A Different View with Dave O’Connell

Ben Dunne knew he was in trouble when police pulled him in from the balcony of an Orlando hotel, paranoid after taking cocaine, and with a prostitute in his room.

Eamon Casey knew the game was up when the Irish Times ran a front-page story on money missing from the Diocesan funds which was paid to Annie Murphy, mother of the boy he had fathered when he was Bishop of Kerry.

Both are gone to their respective rewards now and there’s little point in raking over the coals – beyond a pen picture explanation of how they found themselves at the centre of a media storm.

But what is worth recalling is the completely contrasting ways they faced up to their respective crises.

And while all of this happened over 30 years ago, there are lessons to be learned in any era – dare one suggest in the corridors of RTÉ for a start?

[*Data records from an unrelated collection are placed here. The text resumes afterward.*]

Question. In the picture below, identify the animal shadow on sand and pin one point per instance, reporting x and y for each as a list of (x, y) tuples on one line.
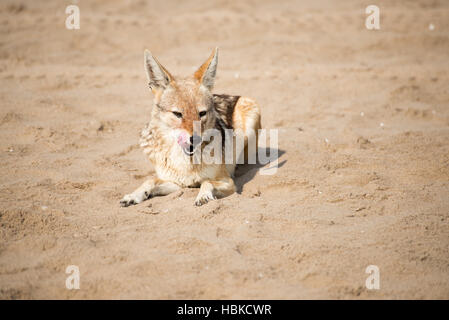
[(246, 172)]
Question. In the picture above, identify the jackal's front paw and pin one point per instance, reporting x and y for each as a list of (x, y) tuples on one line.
[(130, 199), (204, 198)]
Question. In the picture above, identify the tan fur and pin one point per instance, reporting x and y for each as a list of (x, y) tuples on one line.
[(188, 97)]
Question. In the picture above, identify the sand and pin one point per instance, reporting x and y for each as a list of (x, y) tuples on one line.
[(363, 177)]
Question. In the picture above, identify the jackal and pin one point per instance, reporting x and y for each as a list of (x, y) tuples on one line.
[(170, 141)]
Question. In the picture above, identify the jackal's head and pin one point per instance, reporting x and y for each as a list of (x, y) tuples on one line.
[(182, 105)]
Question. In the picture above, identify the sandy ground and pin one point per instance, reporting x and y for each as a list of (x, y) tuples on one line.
[(363, 177)]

Back in 1992, Ben Dunne was managing director of Dunnes Stores, when police had found him partially undressed and threatening to jump from the balcony of his suite on the 17th floor after a cocaine binge with a paid escort.

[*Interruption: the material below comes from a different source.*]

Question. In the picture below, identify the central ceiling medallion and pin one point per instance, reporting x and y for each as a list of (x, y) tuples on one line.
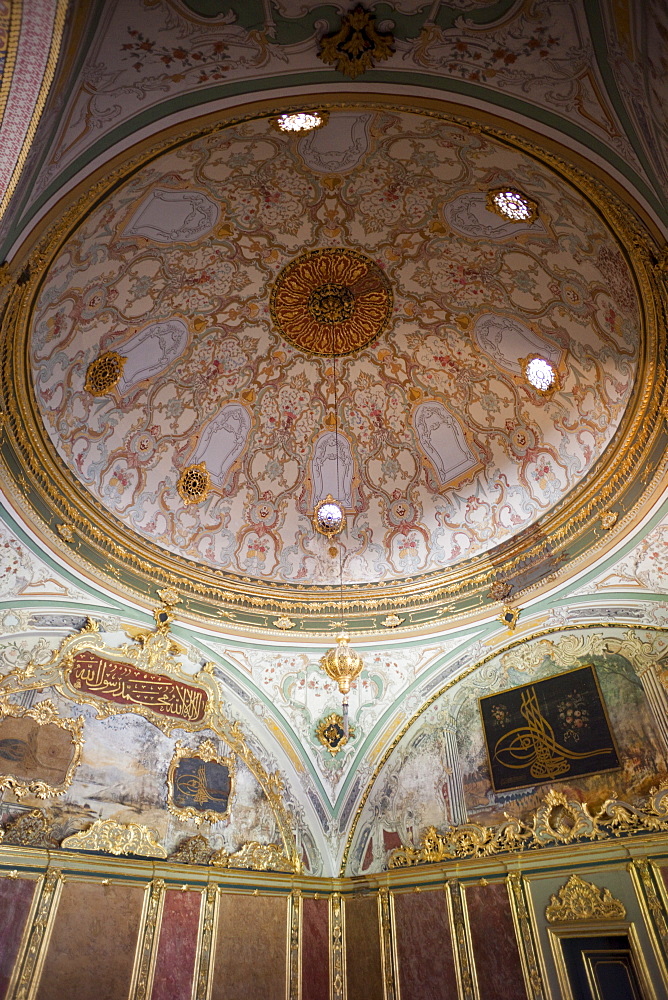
[(331, 302)]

Bishop Casey was forced to resign that same year after it was revealed he had fathered a son, Peter, with an American divorcee Annie Murphy, before he’d been appointed to Galway in 1976.

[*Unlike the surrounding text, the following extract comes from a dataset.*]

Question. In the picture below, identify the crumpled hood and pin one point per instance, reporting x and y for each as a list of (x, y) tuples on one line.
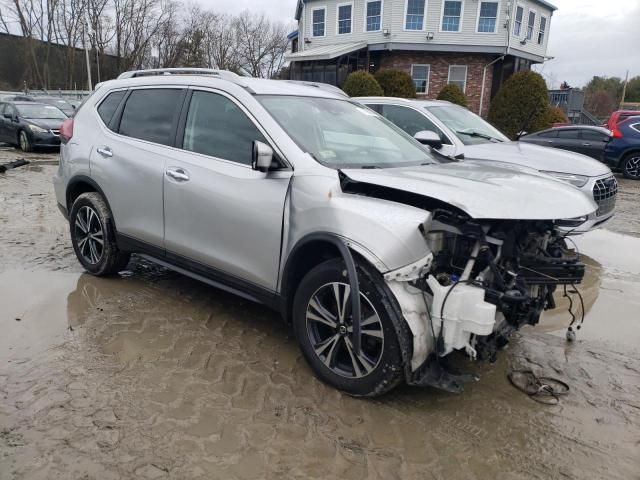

Ben Dunne held his hands up and gave a series of television, radio and newspapers, confessing his stupidly and his crime – telling RTÉ: “I can blame nobody but myself.”

His legal team worked hard to reduce the charges and eventually he got off with little more than a misdemeanour – although it was to ultimately signal the end of his involvement with Dunnes, the success story founded by his father Ben Senior in Cork.

He was ordered to attend 28 days of rehab in London and pay a $5,000 fine instead of three years in jail.